There are plenty of sites and blogs that will show you exactly how to grow microgreens efficiently every time, and there's no need for me to add to them. They have been very useful on my own journey into this wonderful little world over the past month, but it's too easy to lose your joy along the way by sticking too closely to instructions. I enjoy learning by doing, which involves making mistakes. Quite a lot of them. My first tray of pea shoots was a disaster:
Mould spread quickly, and there was very little growth, none of it edible. I'd soaked the seeds overnight before sowing (good) but covered them with a thin layer of soil, rather than leaving them exposed (bad). I also didn't cover or weigh them down, just left them as they were (inadvisable).
After covering, weighing down and leaving my trays of peas less exposed to direct sunlight, I had more success:
Still, even when covered, it's hard to keep the flies away. Not knowing what I was doing, I sprinkled some dried lavender among the pea shoots. This had no positive effect whatsoever.
On day five, mould invaded the mung beans. I'd been lax in my considerations of sterilising my trays, and avoiding damp, and this was the result:
Only a few of these survived at all, and began a journey of their own in my kitchen:
I'm very impressed with rambo radish seeds. The ones I bought have yielded a wonderful crop in only six days, and I've been snacking on them ever since.
Today I started some new trays, on my new shelves. Attempting to learn from and take on board some of the expertise out there, I've made the following improvements:
1. Sterilising trays. I've submerged the trays in hot water with a splash of bleach and a splash of white vinegar for about 5 minutes, before rinsing and leaving to dry.
2. Cinnamon as a fly repellent. I've read about this in a few places, and I'm intrigued.
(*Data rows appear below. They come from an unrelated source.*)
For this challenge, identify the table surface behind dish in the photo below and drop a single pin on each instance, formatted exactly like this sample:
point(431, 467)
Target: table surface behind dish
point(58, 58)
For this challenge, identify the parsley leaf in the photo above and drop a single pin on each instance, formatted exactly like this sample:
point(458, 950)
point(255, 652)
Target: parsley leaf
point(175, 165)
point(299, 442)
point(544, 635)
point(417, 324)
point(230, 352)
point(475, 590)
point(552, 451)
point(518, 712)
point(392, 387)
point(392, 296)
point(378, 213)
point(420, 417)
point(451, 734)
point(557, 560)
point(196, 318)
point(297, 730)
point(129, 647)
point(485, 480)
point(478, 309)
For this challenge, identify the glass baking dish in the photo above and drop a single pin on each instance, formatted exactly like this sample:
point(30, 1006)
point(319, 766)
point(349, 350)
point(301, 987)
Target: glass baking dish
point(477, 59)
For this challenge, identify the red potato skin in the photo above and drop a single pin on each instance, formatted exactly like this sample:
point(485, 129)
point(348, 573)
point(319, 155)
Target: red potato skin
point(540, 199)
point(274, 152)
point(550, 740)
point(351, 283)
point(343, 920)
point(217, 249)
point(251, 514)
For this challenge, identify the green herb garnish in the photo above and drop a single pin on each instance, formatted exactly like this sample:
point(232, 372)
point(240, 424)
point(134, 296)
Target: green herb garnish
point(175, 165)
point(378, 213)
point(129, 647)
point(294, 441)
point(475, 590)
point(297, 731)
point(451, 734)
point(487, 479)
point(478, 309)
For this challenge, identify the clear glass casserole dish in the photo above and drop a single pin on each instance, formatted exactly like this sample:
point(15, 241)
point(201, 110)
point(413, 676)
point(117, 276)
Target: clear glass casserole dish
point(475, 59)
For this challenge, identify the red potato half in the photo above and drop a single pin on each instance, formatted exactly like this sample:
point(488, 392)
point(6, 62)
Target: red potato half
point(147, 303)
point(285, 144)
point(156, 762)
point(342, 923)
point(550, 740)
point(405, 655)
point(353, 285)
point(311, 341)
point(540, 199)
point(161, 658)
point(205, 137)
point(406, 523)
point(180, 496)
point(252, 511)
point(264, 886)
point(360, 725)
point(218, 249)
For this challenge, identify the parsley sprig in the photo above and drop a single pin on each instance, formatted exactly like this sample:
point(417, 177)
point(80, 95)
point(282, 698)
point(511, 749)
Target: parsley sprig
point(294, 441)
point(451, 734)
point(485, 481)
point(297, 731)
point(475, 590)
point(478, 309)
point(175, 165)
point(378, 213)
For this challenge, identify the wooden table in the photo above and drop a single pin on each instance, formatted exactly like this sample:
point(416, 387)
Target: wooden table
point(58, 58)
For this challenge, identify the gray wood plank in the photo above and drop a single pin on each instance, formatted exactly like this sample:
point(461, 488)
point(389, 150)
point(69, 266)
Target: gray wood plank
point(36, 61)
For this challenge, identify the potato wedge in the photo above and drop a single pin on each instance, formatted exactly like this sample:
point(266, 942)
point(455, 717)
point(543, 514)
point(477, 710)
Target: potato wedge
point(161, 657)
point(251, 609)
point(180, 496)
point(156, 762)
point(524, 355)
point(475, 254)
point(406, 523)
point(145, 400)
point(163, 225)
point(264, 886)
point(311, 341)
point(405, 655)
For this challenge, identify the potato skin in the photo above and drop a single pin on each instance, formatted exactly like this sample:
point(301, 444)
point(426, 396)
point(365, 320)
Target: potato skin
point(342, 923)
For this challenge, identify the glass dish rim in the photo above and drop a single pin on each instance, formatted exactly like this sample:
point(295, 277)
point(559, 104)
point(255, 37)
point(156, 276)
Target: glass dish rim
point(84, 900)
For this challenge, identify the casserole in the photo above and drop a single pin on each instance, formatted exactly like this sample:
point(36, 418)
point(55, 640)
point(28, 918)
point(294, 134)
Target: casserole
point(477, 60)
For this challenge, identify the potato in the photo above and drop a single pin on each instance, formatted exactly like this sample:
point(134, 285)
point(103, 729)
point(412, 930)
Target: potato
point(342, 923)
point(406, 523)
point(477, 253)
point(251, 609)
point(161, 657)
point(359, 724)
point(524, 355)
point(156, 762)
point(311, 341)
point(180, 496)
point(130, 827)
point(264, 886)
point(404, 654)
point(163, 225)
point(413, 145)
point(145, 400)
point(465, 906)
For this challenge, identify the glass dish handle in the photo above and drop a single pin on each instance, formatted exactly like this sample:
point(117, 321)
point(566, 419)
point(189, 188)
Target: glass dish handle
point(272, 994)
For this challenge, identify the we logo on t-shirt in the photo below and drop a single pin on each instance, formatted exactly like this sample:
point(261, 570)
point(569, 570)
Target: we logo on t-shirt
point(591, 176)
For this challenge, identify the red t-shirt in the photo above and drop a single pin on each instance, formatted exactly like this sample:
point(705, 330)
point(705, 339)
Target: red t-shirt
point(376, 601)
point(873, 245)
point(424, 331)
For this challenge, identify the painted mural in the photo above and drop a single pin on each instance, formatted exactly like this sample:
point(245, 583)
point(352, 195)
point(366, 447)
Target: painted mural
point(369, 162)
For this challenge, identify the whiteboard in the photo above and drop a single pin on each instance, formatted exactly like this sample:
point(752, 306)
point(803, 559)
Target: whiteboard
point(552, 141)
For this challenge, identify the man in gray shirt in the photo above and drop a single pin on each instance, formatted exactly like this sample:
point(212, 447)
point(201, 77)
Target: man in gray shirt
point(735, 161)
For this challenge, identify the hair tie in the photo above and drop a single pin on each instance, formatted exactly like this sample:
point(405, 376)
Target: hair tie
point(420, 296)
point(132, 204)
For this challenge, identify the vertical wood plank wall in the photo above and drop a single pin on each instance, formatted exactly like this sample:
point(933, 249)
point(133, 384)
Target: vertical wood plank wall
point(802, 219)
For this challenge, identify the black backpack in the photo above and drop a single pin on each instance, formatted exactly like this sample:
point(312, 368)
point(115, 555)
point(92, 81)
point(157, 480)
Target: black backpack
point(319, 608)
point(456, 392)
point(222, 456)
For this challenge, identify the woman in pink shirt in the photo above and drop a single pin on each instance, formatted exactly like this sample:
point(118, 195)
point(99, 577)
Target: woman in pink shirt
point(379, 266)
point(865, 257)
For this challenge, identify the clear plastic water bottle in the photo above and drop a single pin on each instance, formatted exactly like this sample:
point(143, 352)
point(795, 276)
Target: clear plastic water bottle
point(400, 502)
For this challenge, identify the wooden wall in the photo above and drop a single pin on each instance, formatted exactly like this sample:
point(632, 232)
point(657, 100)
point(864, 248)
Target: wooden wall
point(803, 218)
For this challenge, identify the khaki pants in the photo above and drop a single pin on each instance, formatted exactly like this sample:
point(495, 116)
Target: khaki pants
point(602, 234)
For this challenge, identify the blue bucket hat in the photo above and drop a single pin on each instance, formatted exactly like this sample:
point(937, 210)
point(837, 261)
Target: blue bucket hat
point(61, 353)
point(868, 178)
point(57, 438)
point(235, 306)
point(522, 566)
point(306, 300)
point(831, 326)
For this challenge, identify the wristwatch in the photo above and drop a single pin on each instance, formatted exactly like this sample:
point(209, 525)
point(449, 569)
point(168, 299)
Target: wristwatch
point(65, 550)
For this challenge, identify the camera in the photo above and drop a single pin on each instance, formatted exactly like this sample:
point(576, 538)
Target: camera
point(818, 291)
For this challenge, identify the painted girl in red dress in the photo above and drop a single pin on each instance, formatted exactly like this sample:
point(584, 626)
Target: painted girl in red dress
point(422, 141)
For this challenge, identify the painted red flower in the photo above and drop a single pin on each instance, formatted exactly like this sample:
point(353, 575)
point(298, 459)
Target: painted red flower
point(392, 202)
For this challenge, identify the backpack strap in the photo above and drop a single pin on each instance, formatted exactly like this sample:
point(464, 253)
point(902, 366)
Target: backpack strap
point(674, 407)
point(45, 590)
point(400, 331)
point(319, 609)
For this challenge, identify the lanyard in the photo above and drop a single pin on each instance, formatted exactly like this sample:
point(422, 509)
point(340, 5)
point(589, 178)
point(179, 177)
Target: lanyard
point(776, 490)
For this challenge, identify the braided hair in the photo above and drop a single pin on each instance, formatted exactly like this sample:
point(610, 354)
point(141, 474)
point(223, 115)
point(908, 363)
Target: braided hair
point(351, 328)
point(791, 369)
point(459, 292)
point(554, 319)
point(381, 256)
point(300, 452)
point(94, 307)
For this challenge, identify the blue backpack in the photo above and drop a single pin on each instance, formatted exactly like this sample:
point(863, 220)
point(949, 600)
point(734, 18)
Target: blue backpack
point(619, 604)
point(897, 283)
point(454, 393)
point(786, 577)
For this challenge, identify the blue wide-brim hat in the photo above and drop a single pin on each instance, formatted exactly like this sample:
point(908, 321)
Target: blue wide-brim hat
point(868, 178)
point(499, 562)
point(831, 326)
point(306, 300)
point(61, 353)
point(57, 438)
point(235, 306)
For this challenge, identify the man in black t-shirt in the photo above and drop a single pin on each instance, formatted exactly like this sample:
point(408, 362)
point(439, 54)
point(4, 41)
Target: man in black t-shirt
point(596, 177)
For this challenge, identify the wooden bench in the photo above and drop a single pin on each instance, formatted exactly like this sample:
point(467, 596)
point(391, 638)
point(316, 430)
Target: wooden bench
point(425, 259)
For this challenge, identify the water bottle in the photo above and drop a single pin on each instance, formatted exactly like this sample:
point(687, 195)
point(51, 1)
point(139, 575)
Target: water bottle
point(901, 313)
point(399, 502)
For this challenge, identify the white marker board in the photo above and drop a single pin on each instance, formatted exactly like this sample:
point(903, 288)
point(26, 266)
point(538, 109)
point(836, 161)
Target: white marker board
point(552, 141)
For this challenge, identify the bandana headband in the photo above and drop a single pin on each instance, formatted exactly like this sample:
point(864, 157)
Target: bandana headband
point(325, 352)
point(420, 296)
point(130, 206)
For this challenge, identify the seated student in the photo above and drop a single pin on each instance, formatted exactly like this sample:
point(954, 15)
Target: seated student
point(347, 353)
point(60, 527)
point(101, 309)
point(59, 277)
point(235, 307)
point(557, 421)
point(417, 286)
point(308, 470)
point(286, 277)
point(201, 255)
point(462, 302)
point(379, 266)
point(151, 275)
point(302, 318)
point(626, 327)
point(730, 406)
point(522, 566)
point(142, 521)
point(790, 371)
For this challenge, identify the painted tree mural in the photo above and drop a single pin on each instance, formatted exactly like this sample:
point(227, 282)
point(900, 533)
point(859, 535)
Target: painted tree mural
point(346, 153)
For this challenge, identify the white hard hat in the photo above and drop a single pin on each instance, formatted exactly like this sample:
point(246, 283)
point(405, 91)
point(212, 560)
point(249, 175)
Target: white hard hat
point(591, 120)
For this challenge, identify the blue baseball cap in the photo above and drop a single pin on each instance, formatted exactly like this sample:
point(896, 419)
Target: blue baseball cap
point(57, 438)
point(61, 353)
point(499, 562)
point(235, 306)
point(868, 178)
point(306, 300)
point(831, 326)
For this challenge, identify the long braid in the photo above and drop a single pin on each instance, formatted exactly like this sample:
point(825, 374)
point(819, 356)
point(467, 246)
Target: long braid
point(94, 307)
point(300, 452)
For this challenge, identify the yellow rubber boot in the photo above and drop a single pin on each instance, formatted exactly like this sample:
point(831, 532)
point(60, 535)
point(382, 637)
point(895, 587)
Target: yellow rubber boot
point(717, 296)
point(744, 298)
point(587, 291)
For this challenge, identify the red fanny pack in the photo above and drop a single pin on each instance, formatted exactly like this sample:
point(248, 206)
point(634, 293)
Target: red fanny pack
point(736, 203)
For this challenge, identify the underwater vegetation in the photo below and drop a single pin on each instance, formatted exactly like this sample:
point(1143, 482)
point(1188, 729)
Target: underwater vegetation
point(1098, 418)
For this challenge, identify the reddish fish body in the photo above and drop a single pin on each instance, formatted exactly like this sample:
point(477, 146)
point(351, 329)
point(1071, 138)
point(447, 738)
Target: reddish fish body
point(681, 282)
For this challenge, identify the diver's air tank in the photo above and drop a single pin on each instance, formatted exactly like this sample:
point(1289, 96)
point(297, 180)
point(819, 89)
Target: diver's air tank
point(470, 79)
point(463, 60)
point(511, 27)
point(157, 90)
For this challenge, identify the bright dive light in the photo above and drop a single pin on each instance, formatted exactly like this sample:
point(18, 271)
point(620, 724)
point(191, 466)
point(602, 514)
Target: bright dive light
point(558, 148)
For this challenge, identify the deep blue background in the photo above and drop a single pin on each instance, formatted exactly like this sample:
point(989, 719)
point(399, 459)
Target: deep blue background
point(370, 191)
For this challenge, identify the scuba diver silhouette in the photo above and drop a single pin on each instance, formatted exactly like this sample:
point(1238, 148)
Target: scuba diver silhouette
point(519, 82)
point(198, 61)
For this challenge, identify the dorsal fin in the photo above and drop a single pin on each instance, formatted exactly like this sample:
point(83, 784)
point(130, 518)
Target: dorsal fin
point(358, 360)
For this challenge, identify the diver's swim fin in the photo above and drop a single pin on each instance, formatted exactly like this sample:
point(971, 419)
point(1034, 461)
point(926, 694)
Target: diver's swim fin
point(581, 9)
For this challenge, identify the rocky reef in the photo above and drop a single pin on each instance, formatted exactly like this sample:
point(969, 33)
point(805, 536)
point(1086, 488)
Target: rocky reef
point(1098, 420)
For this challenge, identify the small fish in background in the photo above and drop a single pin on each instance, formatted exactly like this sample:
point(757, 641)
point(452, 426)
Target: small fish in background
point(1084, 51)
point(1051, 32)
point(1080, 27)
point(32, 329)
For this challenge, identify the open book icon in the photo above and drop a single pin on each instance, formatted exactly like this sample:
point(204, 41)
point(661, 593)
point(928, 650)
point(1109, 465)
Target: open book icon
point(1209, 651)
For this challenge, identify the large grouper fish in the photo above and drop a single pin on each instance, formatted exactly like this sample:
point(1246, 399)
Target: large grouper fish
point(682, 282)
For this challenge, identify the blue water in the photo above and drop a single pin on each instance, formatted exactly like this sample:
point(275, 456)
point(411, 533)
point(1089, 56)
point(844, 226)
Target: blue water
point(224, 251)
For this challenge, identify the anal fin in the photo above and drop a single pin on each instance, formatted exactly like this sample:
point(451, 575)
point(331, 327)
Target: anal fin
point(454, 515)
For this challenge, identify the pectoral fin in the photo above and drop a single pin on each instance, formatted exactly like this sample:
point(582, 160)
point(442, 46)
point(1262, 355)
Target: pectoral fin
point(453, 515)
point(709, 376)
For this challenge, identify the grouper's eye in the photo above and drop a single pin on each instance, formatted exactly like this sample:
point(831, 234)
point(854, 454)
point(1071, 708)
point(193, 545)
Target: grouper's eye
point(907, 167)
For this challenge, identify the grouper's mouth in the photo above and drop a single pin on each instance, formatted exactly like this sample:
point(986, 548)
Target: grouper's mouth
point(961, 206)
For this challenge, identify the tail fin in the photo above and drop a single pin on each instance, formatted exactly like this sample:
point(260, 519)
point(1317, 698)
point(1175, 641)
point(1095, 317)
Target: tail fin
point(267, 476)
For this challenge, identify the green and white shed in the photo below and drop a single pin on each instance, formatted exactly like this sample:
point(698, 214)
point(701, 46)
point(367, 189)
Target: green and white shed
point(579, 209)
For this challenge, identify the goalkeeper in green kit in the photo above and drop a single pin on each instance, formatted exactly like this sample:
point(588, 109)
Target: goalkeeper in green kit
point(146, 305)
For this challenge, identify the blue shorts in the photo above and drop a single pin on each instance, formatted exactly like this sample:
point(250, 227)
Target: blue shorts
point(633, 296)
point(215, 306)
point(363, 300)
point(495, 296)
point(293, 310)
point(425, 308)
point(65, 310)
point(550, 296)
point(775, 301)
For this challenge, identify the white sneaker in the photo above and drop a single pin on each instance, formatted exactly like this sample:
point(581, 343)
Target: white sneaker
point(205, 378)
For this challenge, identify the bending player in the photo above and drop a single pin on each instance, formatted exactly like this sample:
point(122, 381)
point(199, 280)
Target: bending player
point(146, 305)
I sprinkled a little cinnamon powder into each tray on top of the soil, about this much:
I've raked this in and patted down the soil before adding the seeds.
3. Allowing the seeds a little more space. I've noticed that pea shoots need a little more room than I've been giving them to put down their roots and for the shoot to emerge. With this in mind, I've not used as many per tray as I did previously. Hopefully this should result in a higher yield overall. Only about half to two thirds of the pea seeds I've sown have actually given me edible shoots. I'm sure this can be improved upon.
4. Using red wine vinegar as a fly trap. Just in case the cinnamon isn't enough, or has some unforeseen consequences, I've fallen back onto the old reliability of vinegar, of the red wine variety this time. If you've ever left an unfinished glass of red wine overnight only to find the next morning it's become the final resting place of small colony of flies, you'll know how much they like to kill themselves by drowning in red wine. It would be silly and excessive to use red wine intentionally for this purpose - but red wine vinegar, being considerably cheaper and much more disgusting as a drink, serves perfectly. Thus a small bowl of the stuff has accompanied each tray:
And that, my friends, is that. Today in total I started two trays of peas, another tray of mung beans and for the first time, a tray of adzuki beans. Browsing through Tesco yesterday, I quickly checked online as to what sort of dried beans they sold there produce edible sprouts. Adzuki beans seemed like the most interesting option. All the seeds have been soaked for over eight hours before sowing, and are weighed down with a couple of books on top of the fleece material I use to cover all my trays.
It's going to be an interesting week.